Approximate twistors and positive mass

TL;DR

This paper introduces an invariant based on twistor equations that quantifies the deviation of initial data from Minkowski space and provides a proof of the positivity of mass in vacuum Einstein equations.

Contribution

It extends previous work using Killing spinors to analyze initial data by employing twistor equations, establishing a new invariant that detects mass positivity.

Findings

Invariant vanishes if and only if mass is zero

Provides a new proof of mass positivity

Connects twistor solutions to geometric properties of spacetime

Abstract

In this paper the problem of comparing initial data to a reference solution for the vacuum Einstein field equations is considered.
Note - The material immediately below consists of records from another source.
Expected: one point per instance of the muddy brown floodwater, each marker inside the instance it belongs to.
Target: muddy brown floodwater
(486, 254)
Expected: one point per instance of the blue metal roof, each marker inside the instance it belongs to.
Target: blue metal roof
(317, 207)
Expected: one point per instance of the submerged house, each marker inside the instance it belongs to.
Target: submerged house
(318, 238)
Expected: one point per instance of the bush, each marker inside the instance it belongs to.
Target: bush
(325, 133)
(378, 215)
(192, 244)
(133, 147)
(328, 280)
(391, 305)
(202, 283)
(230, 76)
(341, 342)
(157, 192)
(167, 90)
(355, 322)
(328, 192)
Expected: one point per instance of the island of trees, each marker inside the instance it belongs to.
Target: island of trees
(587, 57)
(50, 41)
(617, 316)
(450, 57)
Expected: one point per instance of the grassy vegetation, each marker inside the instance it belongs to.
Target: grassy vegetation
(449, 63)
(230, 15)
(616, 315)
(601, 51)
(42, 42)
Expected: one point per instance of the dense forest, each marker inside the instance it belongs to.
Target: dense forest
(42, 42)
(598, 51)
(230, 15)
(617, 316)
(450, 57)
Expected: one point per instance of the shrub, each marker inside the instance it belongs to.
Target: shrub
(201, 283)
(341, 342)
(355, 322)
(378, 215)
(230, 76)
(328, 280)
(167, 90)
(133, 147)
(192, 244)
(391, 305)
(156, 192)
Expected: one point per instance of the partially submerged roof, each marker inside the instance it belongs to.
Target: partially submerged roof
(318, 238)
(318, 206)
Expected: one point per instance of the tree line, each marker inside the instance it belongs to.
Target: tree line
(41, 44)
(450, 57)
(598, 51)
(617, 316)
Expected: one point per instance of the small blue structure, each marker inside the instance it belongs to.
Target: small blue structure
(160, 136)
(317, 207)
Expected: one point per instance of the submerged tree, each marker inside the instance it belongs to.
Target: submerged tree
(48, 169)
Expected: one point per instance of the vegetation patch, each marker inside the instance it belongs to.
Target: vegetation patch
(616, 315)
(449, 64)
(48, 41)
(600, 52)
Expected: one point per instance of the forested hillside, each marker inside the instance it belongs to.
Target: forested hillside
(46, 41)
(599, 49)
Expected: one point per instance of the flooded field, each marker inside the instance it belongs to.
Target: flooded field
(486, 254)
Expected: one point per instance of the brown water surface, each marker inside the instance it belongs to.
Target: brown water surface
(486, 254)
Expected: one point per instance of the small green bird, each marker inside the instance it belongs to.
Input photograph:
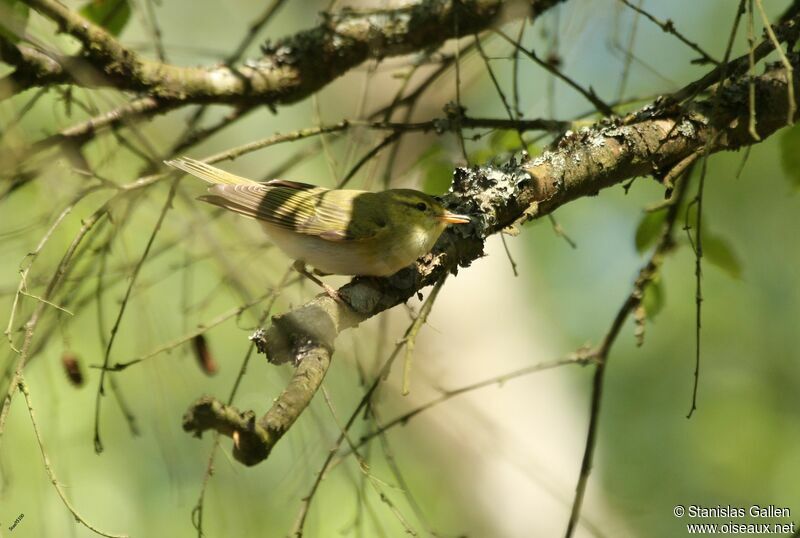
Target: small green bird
(337, 231)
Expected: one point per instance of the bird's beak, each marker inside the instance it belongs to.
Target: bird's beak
(453, 218)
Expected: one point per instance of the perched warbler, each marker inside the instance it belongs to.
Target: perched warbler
(337, 231)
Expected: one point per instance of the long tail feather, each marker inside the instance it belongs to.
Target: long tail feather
(208, 173)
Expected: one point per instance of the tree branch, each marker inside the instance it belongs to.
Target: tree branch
(293, 67)
(647, 142)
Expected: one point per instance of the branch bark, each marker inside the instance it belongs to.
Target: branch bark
(648, 142)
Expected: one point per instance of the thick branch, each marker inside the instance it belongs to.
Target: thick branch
(647, 142)
(292, 68)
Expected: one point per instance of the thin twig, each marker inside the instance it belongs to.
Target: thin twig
(23, 387)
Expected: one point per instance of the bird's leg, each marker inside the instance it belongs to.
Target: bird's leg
(300, 267)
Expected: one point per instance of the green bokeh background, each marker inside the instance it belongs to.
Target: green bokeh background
(740, 447)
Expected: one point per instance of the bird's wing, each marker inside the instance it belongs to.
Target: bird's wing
(208, 173)
(299, 208)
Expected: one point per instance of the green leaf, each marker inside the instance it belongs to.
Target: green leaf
(481, 156)
(719, 252)
(112, 15)
(504, 140)
(13, 19)
(653, 297)
(438, 177)
(649, 229)
(790, 153)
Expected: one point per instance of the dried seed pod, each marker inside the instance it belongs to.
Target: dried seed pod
(203, 355)
(72, 367)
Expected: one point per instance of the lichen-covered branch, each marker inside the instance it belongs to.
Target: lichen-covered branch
(650, 141)
(292, 68)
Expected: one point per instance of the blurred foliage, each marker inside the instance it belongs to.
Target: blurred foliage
(739, 448)
(112, 15)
This is not done in a coordinate sense, but through quantification of the deviation from a specific symmetry. In a recent paper [T. B\"ackdahl, J.A. Valiente Kroon, Phys. Rev. Lett. 104, 231102 (2010)] this problem was studied with the Kerr solution as a reference solution. This analysis was based on valence 2 Killing spinors. In order to better understand this construction, in the present article we analyse the analogous construction for valence 1 spinors solving the twistor equation. This yields an invariant that measures how much the initial data deviates from Minkowski data. Furthermore, we prove that this invariant vanishes if and only of the mass vanishes. Hence, we get a proof of the positivity of mass.